Literature DB >> 22588674

Urine biomarkers in juvenile-onset SLE nephritis.

Louise Watson1, Michael W Beresford.   

Abstract

Over 80 % of patients with juvenile-onset systemic lupus erythematosus will have renal involvement compared to 40 % with adult-onset disease. Up to 44 % of children who do have lupus nephritis (LN) progress to renal failure in early adulthood. Improved methods of detecting onset of LN would allow earlier treatment, which may prevent irreversible renal scarring and a decline in renal function. Current conventional markers of disease activity fail to adequately predict renal lupus flares and include proteinuria, complement levels, anti-double-stranded DNA antibodies and serum creatinine concentrations. Standardized histological classification is currently the gold standard for diagnosing and classifying LN, but its invasive nature limits routine use for monitoring, especially in a childhood population. Novel biomarkers need to be sensitive and specific-and preferably non-invasive and cost-effective. The most promising biomarkers in juvenile-onset LN include urinary neutrophil gelatinase associated lipocalin, monocyte chemoattractant protein 1 and transforming growth factor-beta, although many others have been identified and are under investigation.
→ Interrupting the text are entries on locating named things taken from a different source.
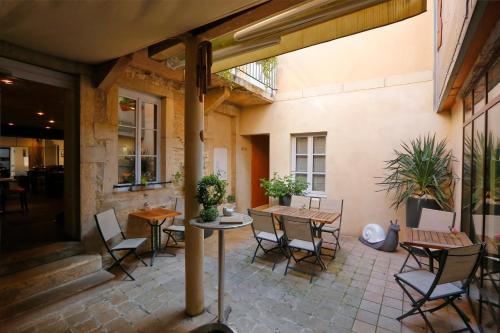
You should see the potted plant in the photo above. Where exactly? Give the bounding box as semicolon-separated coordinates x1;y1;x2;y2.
260;173;308;206
196;175;227;222
377;135;455;228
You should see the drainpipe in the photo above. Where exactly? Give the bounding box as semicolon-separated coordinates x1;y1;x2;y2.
184;35;204;316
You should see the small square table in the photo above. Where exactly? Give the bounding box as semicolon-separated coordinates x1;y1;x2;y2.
129;208;181;266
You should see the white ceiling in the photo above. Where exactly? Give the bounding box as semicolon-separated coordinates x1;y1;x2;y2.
0;0;267;64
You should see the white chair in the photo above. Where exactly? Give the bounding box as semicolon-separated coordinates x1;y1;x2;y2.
163;198;186;248
394;244;485;332
281;215;326;283
94;209;147;280
318;198;344;258
400;208;456;272
248;209;288;271
290;195;311;209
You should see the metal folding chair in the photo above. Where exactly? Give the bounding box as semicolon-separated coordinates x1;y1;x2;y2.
317;198;344;258
94;209;147;280
399;208;456;272
290;195;311;209
281;215;326;283
163;198;186;248
394;244;485;332
248;209;288;271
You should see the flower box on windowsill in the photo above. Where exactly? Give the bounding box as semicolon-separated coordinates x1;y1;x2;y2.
113;181;172;192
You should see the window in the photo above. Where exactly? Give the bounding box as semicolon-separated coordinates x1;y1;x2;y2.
292;134;326;194
118;89;160;184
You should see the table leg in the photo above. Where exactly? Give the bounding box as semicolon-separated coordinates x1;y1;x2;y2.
217;230;231;323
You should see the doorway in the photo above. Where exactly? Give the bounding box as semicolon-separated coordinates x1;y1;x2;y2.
0;58;79;253
251;134;269;207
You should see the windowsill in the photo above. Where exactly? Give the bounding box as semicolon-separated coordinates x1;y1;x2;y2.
113;181;172;193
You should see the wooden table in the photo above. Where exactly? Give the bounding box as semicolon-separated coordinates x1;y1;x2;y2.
129;208;181;266
256;206;340;224
400;227;473;272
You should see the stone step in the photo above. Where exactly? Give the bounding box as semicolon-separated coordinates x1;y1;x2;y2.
0;242;84;276
0;254;102;307
0;269;115;322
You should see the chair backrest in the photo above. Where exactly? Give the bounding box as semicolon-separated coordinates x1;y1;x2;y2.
319;198;344;214
281;215;314;242
290;195;311;209
94;208;122;242
309;197;321;210
248;209;276;234
436;243;484;287
418;208;456;232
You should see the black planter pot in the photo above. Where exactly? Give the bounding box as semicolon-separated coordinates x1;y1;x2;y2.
406;197;441;228
279;195;292;206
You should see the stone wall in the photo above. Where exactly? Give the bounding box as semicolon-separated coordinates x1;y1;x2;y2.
80;67;239;262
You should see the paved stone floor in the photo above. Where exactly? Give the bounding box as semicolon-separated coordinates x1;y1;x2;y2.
0;229;492;333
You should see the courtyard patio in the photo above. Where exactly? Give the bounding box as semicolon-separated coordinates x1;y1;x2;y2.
0;227;484;333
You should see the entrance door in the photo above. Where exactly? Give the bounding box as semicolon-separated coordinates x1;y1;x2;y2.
251;135;269;207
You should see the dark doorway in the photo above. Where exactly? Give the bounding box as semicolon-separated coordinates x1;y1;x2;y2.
0;59;79;253
251;135;269;207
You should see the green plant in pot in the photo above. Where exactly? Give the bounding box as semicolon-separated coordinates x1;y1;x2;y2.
260;173;308;206
377;134;455;228
196;175;227;222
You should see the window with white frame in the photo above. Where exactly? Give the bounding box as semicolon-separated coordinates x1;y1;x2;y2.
118;89;160;184
292;133;326;194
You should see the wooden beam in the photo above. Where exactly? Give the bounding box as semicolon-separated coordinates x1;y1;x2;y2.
205;87;231;114
148;0;306;59
131;49;184;81
94;55;132;91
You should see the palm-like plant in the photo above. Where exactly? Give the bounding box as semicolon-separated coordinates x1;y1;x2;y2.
377;134;455;210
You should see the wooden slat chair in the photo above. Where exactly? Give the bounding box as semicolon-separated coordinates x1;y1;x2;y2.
281;215;326;283
318;198;344;258
399;208;456;272
163;198;186;248
94;209;147;280
290;195;311;209
248;209;288;271
394;244;485;332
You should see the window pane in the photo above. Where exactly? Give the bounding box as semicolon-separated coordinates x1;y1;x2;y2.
313;156;325;172
313;136;326;154
118;96;136;127
488;58;500;102
141;157;156;183
118;126;135;155
474;76;486;113
464;93;472;121
295;156;307;172
461;124;472;236
141;130;157;155
471;114;485;241
118;156;135;184
312;175;325;192
141;102;157;129
295;173;307;183
295;138;307;154
484;103;500;255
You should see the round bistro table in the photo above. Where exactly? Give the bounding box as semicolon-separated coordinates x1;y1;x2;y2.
189;213;253;333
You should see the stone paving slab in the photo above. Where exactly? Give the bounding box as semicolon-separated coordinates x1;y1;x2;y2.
0;231;488;333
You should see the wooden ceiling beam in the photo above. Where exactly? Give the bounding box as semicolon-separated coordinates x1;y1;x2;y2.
148;0;306;59
131;49;184;81
94;54;132;91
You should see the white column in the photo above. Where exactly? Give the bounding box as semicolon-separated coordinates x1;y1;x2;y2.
184;36;204;316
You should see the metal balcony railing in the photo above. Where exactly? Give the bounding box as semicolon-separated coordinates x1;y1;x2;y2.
221;58;278;95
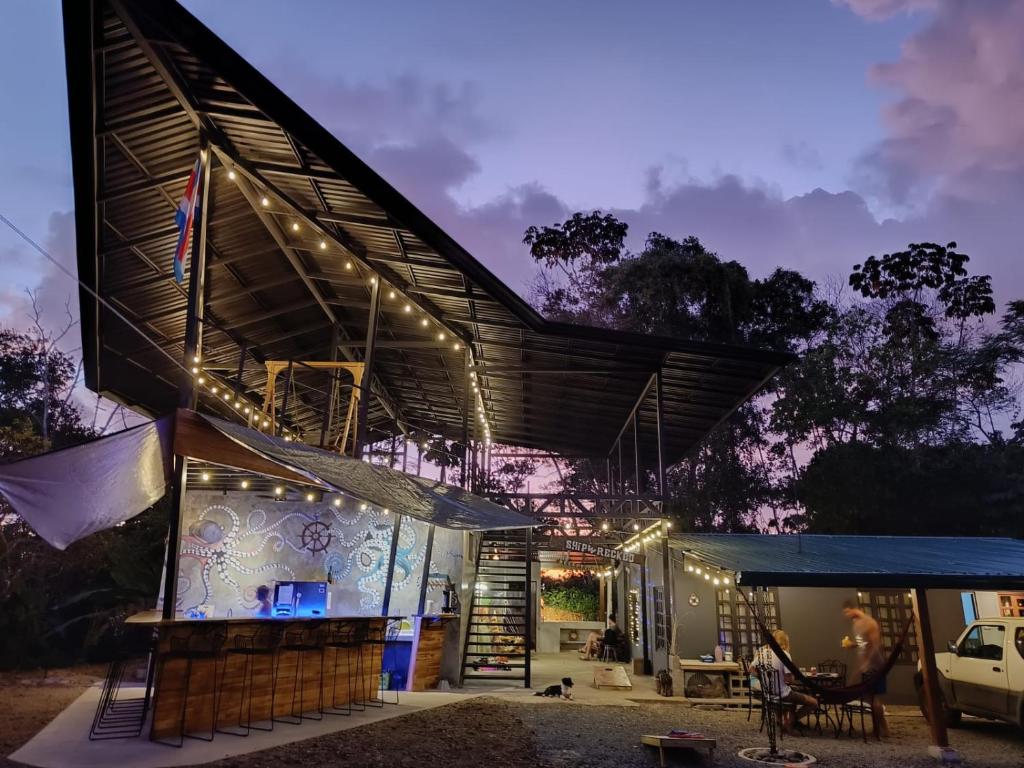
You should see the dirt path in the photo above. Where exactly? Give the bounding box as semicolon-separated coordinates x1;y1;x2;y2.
0;665;105;768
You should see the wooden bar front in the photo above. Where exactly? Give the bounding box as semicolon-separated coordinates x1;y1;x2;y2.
149;616;388;739
406;614;459;690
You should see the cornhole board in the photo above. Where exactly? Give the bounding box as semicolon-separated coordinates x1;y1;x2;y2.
594;665;633;690
640;735;718;768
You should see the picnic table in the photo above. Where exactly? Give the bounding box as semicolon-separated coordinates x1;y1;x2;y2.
640;734;718;768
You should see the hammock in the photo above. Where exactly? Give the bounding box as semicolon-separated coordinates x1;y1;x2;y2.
737;590;913;705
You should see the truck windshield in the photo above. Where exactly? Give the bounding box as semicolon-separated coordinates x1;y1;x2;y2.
959;624;1007;662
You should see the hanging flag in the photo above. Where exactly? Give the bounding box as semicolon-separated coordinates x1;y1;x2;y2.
174;158;203;283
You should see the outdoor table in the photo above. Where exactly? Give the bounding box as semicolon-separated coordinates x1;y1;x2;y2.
640;734;718;768
791;672;846;736
679;658;742;698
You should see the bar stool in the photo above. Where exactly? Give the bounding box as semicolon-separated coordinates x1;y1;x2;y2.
324;622;366;715
359;618;398;707
273;622;325;725
158;622;227;748
214;621;283;736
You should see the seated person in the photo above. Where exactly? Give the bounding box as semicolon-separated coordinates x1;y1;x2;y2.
580;630;601;662
752;630;818;733
256;584;273;618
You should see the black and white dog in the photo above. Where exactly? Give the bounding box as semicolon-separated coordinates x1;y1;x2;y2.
534;677;572;701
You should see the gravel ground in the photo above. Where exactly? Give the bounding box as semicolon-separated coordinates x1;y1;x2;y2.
0;665;105;768
186;697;1024;768
0;679;1024;768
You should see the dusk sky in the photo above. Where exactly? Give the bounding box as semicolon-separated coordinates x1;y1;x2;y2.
0;0;1024;335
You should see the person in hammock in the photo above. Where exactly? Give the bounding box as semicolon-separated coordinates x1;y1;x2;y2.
753;630;818;733
843;600;889;738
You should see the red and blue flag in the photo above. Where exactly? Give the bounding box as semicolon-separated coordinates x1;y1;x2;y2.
174;158;203;283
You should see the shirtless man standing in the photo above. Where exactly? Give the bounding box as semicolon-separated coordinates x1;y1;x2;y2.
843;600;889;738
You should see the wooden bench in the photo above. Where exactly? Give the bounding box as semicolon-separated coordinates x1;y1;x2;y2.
640;735;718;768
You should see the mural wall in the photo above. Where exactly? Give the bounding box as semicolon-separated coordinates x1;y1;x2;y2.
177;490;463;616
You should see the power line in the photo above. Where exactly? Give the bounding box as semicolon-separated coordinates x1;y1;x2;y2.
0;213;189;374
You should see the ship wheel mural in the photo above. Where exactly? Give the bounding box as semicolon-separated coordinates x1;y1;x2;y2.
302;520;332;552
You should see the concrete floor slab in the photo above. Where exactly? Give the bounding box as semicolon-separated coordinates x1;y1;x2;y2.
9;685;479;768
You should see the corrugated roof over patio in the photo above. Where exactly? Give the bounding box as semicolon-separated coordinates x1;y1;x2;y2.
669;534;1024;589
63;0;792;461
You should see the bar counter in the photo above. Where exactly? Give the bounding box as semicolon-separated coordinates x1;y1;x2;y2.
142;611;400;740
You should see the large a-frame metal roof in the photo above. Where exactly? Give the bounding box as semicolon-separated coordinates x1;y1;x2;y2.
63;0;790;460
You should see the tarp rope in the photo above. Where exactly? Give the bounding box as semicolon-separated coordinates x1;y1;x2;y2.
737;589;913;703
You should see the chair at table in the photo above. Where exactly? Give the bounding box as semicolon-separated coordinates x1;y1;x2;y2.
214;622;283;736
158;622;227;748
739;656;765;727
815;658;846;688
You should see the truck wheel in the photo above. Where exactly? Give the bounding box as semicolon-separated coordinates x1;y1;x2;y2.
918;685;964;728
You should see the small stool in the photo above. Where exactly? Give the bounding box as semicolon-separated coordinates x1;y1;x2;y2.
154;622;227;748
359;621;390;707
273;622;325;725
214;623;282;736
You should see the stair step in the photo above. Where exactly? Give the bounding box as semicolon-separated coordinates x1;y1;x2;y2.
466;653;526;658
463;672;526;681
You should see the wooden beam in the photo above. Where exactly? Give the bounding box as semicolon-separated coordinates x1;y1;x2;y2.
174;409;319;485
913;587;949;749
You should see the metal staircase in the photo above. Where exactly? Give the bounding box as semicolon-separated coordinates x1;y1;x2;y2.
462;530;532;688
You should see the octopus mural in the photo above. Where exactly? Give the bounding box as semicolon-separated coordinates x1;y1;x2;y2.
178;492;425;614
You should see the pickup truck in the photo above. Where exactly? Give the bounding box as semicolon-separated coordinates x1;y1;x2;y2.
915;618;1024;727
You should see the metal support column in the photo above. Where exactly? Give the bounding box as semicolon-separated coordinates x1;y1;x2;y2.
163;143;210;618
271;360;295;437
319;323;344;450
416;523;435;616
352;280;381;459
523;528;534;688
381;515;401;616
460;345;474;488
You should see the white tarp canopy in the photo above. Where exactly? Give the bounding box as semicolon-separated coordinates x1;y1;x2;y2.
0;417;174;550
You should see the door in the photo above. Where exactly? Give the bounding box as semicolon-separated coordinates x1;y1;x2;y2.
950;624;1011;717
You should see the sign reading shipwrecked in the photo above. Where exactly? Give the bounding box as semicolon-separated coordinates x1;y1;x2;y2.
559;537;644;565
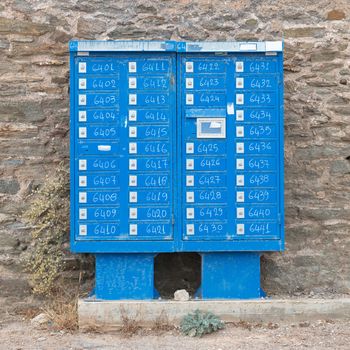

No one biomarker yet discovered is unique to LN, indicating an overlap in disease pathophysiology. It is likely that a combination of biomarkers will be required for assessing disease flare detection, response to treatment and prognostic information. Potential biomarkers require longitudinal validation in large paediatric, prospective cohorts to assess their ability to act as clinically useful adjuncts.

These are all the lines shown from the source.